Ethical Principles In A Midwife's Story Of Penny Armstrong

Penny Armstrong with no doubt was an incredible midwife. Although she suffered a tremendous professional preconception, she always upheld her profession at a high standard, and always think of the well being of her patients. It seems like there was a rivalry between doctors and her. She mentions that doctors considered nurse-midwifery not so well trained to deliver babies. Although Penny states that doctors were trained to think they are gods. Personally, I think their knowledge is indispensable, in the medical field, it is impossible to work as a loner.

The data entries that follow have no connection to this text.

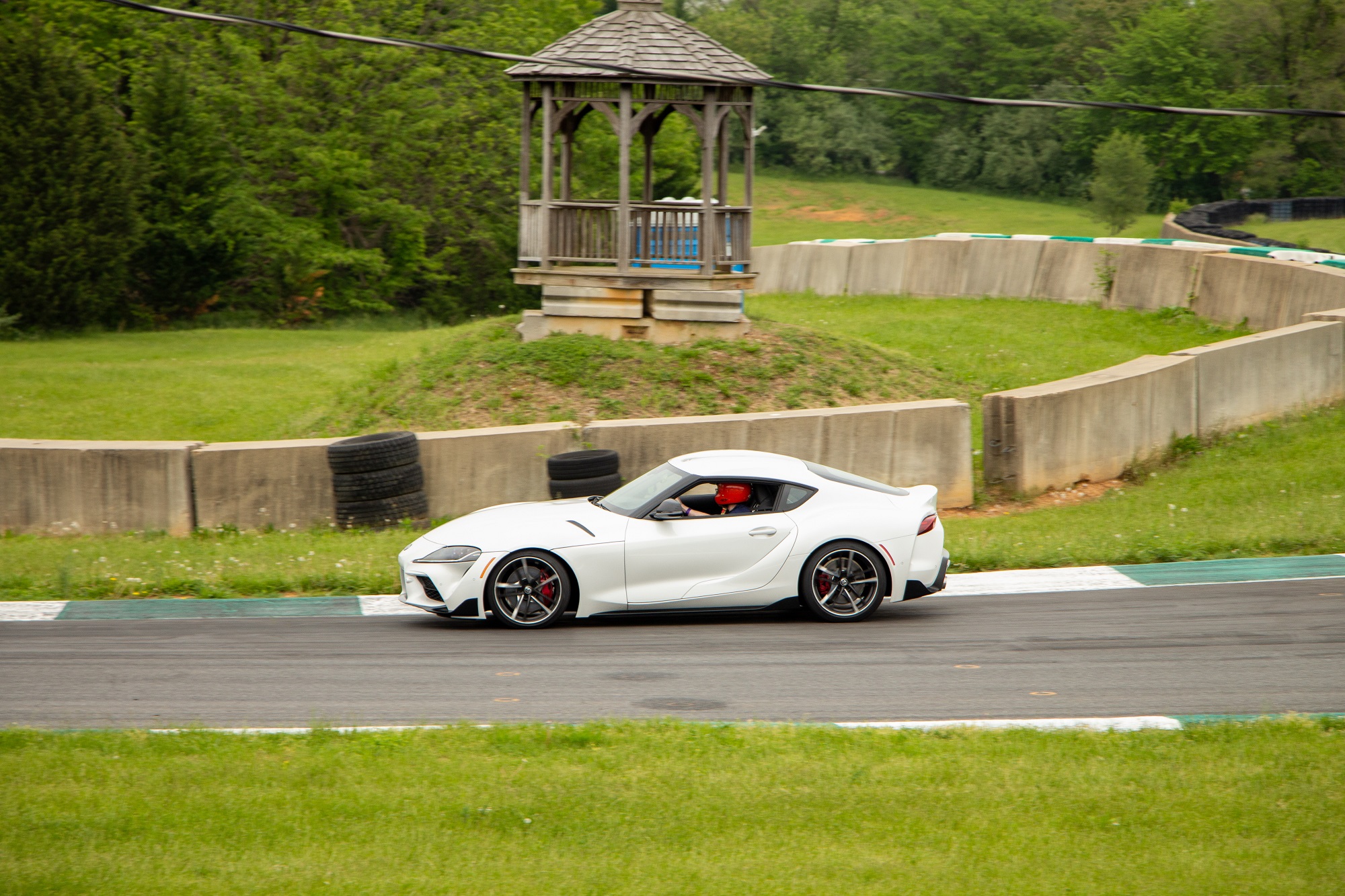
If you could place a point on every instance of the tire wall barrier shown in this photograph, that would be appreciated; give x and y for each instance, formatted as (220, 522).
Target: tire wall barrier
(1100, 424)
(1229, 288)
(89, 487)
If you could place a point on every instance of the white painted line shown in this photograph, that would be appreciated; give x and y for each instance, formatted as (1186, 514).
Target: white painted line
(387, 606)
(32, 610)
(1121, 723)
(1027, 581)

Reading the book, Penny faces lots of ethical dilemmas and issues, but one caught my attention. She mentions a delivery, in which the mother would be giving birth in a lithotomy position, which is convenient for medical intervention, but not necessarily good. She describes how mechanically the doctor was. Penny is against this method. She says that this position works against physics and physiology of childbirth and women can seldom push effectively. Penny states that “Because she cannot use gravity, because her labor is tempered by immobility, because she hasn’t anything to eat and her blood sugar is low, because she can’t her body follow it’s unique musculoskeletal formula, because she assumes that she is not delivering this child, but that the doctor and hospital are doing it for her- for all of these reasons, her body does not labor well as it might”. Because deontological theory holds that acts are morally obligatory regardless of their consequences for human welfare, I recognized that this doctor used the deontology theory to deliver this baby. In this case, the doctor’s duty is above the welfare of his patient. Penny faces moral distress, an ethical issue, and she cannot do much; she is only a midwife. She must respect the role boundaries. She knows that that is not the right way.

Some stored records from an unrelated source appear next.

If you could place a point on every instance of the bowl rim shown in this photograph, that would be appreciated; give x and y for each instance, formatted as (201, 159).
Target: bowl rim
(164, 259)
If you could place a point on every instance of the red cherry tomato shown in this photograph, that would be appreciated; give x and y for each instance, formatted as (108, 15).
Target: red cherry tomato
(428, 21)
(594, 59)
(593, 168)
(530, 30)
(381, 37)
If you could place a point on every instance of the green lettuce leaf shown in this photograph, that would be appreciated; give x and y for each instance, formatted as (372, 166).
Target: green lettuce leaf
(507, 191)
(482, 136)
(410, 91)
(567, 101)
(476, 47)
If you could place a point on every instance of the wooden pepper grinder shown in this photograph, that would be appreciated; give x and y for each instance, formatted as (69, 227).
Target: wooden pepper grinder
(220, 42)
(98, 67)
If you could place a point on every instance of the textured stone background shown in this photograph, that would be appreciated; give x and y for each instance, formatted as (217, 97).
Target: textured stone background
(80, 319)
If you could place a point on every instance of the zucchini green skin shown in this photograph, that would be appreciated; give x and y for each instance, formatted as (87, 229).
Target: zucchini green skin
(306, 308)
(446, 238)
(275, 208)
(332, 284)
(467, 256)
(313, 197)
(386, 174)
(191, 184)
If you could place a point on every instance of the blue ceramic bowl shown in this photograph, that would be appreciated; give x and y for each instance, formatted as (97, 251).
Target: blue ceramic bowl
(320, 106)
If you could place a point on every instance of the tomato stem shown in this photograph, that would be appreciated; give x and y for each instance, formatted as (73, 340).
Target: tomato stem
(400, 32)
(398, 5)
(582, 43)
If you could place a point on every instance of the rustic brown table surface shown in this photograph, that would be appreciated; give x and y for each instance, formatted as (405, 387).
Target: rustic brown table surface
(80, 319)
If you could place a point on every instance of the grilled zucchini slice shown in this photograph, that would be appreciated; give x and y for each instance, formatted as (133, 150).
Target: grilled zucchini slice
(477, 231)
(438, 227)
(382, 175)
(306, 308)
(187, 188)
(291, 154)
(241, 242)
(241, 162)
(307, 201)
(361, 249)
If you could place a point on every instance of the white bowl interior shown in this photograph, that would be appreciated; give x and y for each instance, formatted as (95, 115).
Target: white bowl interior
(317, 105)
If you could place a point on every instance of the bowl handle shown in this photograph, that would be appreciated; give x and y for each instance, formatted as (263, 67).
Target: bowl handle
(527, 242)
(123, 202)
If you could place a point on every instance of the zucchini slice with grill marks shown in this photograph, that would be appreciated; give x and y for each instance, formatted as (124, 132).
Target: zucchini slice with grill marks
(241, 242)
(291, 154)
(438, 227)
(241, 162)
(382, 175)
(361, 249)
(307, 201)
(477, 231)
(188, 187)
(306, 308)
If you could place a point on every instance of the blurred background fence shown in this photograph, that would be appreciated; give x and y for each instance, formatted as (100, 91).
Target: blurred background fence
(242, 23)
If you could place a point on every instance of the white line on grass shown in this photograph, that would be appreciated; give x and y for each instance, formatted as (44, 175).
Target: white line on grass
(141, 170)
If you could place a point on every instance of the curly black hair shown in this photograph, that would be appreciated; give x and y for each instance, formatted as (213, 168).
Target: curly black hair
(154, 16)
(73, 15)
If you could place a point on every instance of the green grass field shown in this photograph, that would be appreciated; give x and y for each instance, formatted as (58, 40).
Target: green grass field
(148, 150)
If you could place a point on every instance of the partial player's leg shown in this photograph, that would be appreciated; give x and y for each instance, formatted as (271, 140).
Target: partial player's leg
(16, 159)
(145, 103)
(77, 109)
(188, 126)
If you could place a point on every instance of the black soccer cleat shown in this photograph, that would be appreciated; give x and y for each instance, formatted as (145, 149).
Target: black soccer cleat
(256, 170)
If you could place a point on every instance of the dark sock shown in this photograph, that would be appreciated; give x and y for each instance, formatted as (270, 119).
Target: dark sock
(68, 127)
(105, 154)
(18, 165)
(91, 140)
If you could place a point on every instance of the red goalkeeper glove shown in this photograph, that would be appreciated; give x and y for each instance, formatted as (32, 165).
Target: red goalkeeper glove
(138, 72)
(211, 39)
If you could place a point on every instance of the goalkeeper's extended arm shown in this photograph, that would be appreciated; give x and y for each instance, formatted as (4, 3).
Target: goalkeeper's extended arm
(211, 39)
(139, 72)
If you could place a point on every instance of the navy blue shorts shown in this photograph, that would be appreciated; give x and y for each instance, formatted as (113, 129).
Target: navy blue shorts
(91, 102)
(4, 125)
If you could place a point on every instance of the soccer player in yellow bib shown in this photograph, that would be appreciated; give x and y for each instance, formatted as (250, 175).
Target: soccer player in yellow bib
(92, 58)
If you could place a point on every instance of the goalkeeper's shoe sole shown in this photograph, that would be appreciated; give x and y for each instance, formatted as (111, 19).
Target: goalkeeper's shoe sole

According to the National Center for Biotechnology Information, researchers do not support lithotomy position. She knew that the mediolateral episiotomy was an aggression. The doctor did not even explain to the patients what was going on. According to Stanford Children’s Health website, then it is the provider’s duty to inform the patient when performing an episiotomy. Penny states that the doctor did not even touch her, except to put a needle in her perennial area. She knows that that lithotomy position could increase the likelihood of a surgical intervention. But still, striving, she applies the ethical principle of beneficence from beginning to end of Susie’s labor experience. While caring for the patient, Penny says to her: “Let’s get on your knee. We need to take some pressure off those veins and give those bones the best chance to spread for the baby’s head”. Penny also mentions that she washes Susie up and places bottles with warm water in around her legs, covering her with quilts and giving her some apple juice to replenish the sugar supply lost.

For Penny, Susie’s well-being was above anything else. I am sure that because of Penny’s ethical principle of beneficence, she will always be remembered and cherished as that midwife that made a difference that day.